# tracks



## mysteryscribe (Feb 5, 2006)

you are really going to hate this one


----------



## terri (Feb 6, 2006)

I wish the image had come over larger. Nah, as far as computerized coloring goes you usually do very well with it. :thumbup: This image looks to be no exception. 

Traditional hand coloring is my thing - even from inkjet prints, where I've had to scan in the original. I just prefer working at my drafting table and getting the oils all over my hands. :mrgreen: Ah, the smell of the pigments....


----------



## mysteryscribe (Feb 6, 2006)

I can see it now (resurrected from my failed painter period) A mere slip of a thing in an old baggy sweat shirt with paint stains.  (the only way to avoid the stains is to paint naked)..  Jeans with holes in them, Hair down to her waist (blonde of course).. No shoes... An oversized coffee cup with coffee, an old mayonaise jar filled with brushes.  The smell of turpentine everywhere.  Family insists you install a shower in the studio so your hair doesn't smell of pine tar.   Oh yes those were the days....
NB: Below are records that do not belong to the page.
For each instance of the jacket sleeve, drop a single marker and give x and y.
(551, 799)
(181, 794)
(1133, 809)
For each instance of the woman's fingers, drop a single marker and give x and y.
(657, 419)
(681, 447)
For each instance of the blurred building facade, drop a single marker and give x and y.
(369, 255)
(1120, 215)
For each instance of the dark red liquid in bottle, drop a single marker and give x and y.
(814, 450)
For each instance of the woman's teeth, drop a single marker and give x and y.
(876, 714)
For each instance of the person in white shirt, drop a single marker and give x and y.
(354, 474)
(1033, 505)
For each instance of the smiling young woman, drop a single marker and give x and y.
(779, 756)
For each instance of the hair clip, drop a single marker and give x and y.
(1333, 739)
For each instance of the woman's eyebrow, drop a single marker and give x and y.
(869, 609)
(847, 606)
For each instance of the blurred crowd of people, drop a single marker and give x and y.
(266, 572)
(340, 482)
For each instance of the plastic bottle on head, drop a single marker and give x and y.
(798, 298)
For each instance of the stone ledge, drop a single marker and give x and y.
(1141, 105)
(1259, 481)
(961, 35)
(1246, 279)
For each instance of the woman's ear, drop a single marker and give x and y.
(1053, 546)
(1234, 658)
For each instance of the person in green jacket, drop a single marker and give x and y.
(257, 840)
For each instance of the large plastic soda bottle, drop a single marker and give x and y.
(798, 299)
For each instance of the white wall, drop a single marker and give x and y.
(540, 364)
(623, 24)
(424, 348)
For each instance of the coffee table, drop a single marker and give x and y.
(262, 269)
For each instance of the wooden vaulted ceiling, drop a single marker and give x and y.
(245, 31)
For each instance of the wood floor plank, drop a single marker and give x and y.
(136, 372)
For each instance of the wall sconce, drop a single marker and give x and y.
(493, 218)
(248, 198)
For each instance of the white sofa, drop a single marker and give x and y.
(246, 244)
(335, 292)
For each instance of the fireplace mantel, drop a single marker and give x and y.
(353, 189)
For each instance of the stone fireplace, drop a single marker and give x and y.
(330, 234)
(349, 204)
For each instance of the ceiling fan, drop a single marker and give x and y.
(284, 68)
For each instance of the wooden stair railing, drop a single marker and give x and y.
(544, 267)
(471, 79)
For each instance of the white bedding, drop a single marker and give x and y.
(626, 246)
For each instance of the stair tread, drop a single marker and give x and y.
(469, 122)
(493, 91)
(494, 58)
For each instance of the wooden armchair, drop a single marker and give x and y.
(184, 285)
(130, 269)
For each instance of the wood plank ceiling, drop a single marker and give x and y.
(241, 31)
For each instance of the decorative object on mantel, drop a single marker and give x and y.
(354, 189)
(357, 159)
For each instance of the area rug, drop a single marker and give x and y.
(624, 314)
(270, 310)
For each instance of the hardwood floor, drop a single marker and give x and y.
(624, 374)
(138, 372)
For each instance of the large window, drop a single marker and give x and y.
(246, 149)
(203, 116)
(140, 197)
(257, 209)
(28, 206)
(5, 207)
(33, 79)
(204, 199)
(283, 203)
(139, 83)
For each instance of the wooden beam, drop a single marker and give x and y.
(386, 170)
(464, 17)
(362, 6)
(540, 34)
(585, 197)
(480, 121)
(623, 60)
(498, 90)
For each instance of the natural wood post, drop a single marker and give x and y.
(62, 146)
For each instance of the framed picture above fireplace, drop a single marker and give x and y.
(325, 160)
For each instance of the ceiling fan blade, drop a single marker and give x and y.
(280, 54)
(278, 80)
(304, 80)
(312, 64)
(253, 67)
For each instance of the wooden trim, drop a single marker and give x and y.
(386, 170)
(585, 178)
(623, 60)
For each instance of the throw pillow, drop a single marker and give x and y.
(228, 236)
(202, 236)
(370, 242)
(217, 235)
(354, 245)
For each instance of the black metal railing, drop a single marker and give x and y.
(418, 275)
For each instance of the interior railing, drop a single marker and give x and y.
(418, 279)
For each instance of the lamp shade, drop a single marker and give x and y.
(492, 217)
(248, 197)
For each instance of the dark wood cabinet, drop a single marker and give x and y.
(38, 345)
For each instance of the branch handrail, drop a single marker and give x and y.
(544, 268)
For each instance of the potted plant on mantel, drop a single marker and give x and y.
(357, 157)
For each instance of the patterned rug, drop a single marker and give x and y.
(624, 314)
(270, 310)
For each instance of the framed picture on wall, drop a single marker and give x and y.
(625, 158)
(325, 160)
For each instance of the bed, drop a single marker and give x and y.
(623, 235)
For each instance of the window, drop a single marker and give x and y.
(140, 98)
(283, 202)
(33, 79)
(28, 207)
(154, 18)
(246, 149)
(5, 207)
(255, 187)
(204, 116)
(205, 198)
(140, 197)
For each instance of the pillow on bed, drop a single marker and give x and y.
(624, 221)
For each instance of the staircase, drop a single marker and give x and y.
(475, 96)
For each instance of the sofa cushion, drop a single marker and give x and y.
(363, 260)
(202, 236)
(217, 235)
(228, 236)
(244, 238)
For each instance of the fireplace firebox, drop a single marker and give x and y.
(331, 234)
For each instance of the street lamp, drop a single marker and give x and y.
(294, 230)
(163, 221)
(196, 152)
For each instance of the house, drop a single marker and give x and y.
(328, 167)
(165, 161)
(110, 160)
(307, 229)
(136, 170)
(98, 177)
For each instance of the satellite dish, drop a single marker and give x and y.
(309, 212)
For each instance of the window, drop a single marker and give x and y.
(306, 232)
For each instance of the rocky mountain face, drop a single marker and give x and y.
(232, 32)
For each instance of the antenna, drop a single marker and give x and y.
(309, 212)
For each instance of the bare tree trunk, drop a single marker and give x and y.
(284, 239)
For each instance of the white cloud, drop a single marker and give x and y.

That was my photography teacher lol.  Wonder where she is now.


----------



## terri (Feb 6, 2006)

mysteryscribe said:
			
		

> I can see it now (resurrected from my failed painter period) A mere slip of a thing in an old baggy sweat shirt with paint stains. (the only way to avoid the stains is to paint naked).. Jeans with holes in them, Hair down to her waist (blonde of course).. No shoes... An oversized coffee cup with coffee, an old mayonaise jar filled with brushes. The smell of turpentine everywhere. Family insists you install a shower in the studio so your hair doesn't smell of pine tar. Oh yes those were the days....
> 
> That was my photography teacher lol. Wonder where she is now.


 That almost describes me, too, though the smell is more from Marshall's PMS, AND I have my brushes in a cool tin bucket. :mrgreen: Not bad, though.


----------



## mysteryscribe (Feb 6, 2006)

Ah the discription is universal for painters.  One each: generic painter chick in a time warp.


----------